Strong growth alongside emerging financial imbalances points to the need for an unwinding of accommodative monetary policy, while closely monitoring liquidity and foreign exchange conditions. Financial regulators and supervisors should exercise stronger macroprudential oversight particularly on real estate and household lending.
Over the longer term, the policy agenda should focus on three inter-related priorities:
- Accelerating domestic industrial upgrading by deepening FDI−local linkages and raising further domestic value-added content.
- Strengthening policy frameworks in tandem with growing economic complexity, including modernizing monetary and financial policy frameworks, revenue mobilization, and public investment management.
- Advancing financial sector and capital market reforms to create credible domestic investment opportunities, improve capital allocation, and reduce incentives for speculative capital outflows.

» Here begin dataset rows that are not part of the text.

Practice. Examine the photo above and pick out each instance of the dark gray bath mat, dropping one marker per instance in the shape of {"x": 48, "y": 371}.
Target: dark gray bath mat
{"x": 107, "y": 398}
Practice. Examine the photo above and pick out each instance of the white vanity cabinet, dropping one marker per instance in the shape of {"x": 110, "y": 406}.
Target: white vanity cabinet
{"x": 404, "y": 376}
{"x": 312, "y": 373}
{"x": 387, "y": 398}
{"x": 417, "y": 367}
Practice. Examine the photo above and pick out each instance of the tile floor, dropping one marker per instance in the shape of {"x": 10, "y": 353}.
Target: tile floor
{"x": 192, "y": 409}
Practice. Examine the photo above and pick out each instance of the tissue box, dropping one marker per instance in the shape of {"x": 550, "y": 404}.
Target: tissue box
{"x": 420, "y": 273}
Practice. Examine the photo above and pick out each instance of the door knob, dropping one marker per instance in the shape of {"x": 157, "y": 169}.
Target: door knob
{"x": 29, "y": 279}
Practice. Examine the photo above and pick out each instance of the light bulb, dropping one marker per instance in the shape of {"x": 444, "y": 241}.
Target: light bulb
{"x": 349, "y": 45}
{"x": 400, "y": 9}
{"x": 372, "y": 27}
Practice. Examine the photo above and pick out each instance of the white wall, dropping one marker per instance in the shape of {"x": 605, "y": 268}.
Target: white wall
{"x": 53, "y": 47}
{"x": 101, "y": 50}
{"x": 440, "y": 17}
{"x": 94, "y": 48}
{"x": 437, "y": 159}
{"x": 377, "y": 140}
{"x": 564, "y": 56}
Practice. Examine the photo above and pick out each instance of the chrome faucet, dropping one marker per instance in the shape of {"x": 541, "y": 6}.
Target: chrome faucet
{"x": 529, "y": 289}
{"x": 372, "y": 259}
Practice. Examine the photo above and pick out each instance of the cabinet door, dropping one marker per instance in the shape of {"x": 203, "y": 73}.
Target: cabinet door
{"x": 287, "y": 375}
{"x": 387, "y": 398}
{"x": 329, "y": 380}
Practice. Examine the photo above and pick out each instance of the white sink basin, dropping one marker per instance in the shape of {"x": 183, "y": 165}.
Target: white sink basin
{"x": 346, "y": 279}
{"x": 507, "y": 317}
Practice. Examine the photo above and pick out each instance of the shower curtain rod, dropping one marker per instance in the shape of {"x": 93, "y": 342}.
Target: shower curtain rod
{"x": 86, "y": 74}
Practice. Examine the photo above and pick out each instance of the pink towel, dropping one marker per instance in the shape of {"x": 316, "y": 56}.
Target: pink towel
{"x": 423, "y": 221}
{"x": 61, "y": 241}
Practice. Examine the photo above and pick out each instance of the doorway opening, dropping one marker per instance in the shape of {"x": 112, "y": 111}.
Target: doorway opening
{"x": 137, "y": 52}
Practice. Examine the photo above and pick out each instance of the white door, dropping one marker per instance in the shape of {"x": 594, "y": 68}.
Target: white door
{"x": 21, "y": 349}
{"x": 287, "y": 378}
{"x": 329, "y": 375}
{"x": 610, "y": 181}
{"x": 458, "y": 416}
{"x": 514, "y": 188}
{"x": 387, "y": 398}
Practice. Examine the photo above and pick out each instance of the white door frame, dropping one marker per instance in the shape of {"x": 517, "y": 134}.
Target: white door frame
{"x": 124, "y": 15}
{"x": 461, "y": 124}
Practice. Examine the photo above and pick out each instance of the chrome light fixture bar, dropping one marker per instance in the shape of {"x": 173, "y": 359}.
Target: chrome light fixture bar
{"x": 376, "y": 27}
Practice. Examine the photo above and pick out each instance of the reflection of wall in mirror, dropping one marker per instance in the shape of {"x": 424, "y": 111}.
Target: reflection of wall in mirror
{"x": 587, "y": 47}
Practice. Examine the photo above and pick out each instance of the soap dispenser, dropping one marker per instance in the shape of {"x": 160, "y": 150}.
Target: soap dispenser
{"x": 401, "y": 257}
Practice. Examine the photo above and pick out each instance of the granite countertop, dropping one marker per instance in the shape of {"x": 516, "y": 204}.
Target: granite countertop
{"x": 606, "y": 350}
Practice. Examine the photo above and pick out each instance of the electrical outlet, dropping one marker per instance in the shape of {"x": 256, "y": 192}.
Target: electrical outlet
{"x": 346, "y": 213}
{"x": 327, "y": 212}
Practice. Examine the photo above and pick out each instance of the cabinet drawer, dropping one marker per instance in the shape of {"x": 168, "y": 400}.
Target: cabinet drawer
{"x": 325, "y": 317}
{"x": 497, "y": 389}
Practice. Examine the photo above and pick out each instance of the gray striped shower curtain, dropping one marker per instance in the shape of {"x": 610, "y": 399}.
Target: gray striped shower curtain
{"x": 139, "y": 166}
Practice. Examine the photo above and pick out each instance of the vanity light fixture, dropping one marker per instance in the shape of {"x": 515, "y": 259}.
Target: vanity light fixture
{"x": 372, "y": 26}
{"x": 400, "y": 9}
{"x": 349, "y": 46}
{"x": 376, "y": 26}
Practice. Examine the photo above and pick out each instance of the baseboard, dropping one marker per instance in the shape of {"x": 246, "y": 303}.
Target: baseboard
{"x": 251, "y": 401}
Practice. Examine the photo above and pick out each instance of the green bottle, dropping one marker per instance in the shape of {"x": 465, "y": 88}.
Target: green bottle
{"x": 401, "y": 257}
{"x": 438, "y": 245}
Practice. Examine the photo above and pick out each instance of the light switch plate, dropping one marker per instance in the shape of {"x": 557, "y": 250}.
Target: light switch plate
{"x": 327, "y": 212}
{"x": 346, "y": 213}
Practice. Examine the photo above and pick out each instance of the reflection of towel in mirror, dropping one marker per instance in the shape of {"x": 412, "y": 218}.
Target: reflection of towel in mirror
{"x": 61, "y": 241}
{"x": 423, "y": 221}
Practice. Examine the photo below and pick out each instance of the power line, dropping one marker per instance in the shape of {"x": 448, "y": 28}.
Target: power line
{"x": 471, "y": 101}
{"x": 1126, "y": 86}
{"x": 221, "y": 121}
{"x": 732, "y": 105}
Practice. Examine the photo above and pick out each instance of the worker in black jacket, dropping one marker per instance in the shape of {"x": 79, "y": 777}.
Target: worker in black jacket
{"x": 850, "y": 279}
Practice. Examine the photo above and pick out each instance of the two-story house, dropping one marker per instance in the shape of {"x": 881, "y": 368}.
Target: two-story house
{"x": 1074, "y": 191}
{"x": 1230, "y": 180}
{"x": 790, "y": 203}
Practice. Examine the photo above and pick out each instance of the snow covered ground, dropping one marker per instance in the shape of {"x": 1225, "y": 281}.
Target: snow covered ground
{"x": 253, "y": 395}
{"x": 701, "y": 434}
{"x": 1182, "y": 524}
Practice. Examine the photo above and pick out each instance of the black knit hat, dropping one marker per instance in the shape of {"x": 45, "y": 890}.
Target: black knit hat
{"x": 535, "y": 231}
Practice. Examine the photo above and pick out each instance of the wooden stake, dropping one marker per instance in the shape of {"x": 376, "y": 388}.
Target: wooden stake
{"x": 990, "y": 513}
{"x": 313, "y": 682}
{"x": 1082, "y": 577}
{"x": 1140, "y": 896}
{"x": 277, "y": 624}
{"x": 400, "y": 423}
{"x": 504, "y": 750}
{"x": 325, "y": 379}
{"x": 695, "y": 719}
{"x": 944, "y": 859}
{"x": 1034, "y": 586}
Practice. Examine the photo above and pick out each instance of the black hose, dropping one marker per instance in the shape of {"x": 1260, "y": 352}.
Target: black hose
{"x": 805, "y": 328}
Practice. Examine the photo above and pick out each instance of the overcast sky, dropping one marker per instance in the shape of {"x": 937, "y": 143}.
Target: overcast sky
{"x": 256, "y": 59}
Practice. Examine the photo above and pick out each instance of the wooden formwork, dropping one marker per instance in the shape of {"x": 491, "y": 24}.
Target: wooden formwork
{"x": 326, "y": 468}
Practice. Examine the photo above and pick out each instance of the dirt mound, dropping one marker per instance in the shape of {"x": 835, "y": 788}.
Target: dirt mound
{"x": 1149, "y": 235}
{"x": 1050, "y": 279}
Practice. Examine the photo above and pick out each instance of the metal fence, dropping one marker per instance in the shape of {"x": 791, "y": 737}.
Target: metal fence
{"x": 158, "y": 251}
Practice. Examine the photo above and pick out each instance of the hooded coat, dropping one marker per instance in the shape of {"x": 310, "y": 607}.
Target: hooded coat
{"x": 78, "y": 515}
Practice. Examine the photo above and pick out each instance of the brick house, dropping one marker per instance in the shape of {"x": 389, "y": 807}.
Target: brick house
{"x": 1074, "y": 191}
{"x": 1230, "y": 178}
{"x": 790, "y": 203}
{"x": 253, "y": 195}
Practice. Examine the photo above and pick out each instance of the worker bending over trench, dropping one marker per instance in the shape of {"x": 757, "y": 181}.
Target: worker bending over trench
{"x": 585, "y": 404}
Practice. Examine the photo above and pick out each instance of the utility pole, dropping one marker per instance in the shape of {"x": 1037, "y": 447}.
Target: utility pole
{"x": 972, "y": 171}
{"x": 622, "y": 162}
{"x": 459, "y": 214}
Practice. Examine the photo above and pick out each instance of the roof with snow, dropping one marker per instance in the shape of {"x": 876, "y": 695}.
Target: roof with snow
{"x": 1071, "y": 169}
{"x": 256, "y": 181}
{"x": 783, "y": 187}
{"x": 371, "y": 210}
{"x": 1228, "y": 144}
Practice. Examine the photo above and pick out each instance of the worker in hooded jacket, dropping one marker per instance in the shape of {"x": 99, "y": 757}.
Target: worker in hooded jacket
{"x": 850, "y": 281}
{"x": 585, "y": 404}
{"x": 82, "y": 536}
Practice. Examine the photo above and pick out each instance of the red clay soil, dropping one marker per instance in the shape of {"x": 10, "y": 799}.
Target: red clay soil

The AMRO team thanks the Vietnamese authorities and participating organizations for their candid discussions and kind hospitality during the mission.
About AMRO
AMRO is an international organization established to support macroeconomic resilience and financial stability of the ASEAN+3 region, comprising members of the Association of Southeast Asia Nations (ASEAN) and China; Hong Kong, China; Japan; and Korea. AMRO’s mandate is to conduct macroeconomic surveillance, support regional financial arrangements, and provide technical assistance to the members. AMRO also serves as a regional knowledge hub and provides support to ASEAN+3 financial cooperation.